Metastasis to the umbilicus, or Sister Mary Joseph's nodule, is a well described, although rare, form of cutaneous metastasis (1, 2). It often presents as the first sign of intra-abdominal malignancy, usually represents advanced disease and carries a very poor prognosis (1). It typically arises from intra-abdominal adenocarcinoma, but is also reported from hepatocellular carcinoma (3), carcinoid tumour (4), lymphoma (5), small cell (6) and non-small cell lung cancer (7). Only two cases from patients with primary squamous cell carcinoma have previously been described. Both patients were female, one with a primary tumour of the cervix (8) and one with a vaginal primary (9). Umbilical metastases have also been described following laparoscopy, at the site of insertion of the abdominal trochar (10), presumably as a result of direct implantation of tumour cells. The patient we report had not undergone laparoscopy or any other surgical procedure.
Various modes of spread of tumour to the umbilicus are postulated. These include direct extension from contiguous tumour (11), haematogenous or lymphatic spread and spread by direct extension along the vestigial remnants of embryonal ligaments. In addition, direct implantation, as described above following laparoscopy, is another mode of spread of tumour to the umbilicus. Goodheart and colleagues (11) describe a patient with ovarian carcinoma in whom it was possible to confirm direct extension of tumour to the umbilicus on histological sections. It is well-known that the vestigial remnants of several embryonal structures, including the urachus, the vitelline artery, the vitellointestinal duct and the round ligament of the liver pass to the umbilicus. Extension of tumour along these structures has been suggested (11) as a possible means of spread of tumour to the umbilicus.
The commonest sites of metastasis from oesophageal squamous cell carcinoma include regional lymph nodes, liver, lung and bone. Metastasis to the umbilicus from a primary oesophageal carcinoma has not previously been described. Most umbilical metastases tend to be adenocarcinomata, although various other tumour types have been described. The case we report here represents an extremely rare occurrence, combining, as it does, an oesophageal primary and squamous cell histology. The finding of a metastasis at the umbilicus usually triggers a search for an intra-abdominal adenocarcinoma. This case serves to illustrate the fact that, in patients with metastasis to the umbilicus, the primary tumour may be at a more distant and unusual site.
Learning Or Summary Points
Umbilical metastases from intra-abdominal malignancy are an unusual occurrence.
In most cases where a primary tumour is found, it tends to be intra-abdominal.
In most cases where a primary tumour is found, histology reveals adenocarcinoma.
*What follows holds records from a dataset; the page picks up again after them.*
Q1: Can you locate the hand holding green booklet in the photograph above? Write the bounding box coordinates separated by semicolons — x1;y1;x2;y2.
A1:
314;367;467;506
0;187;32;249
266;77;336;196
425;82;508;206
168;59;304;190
The possibility of a more unusual primary site, as well as alternative forms of histology, when assessing a patient with an umbilical metastasis, needs to be borne in mind. Not all patients with umbilical metastases have an intra-abdominal primary source and the histology is not always adenocarcinoma.
Fine needle aspirate of umbilical metastases is a safe and relatively straight-forward method of establishing a histological diagnosis in the appropriate clinical setting.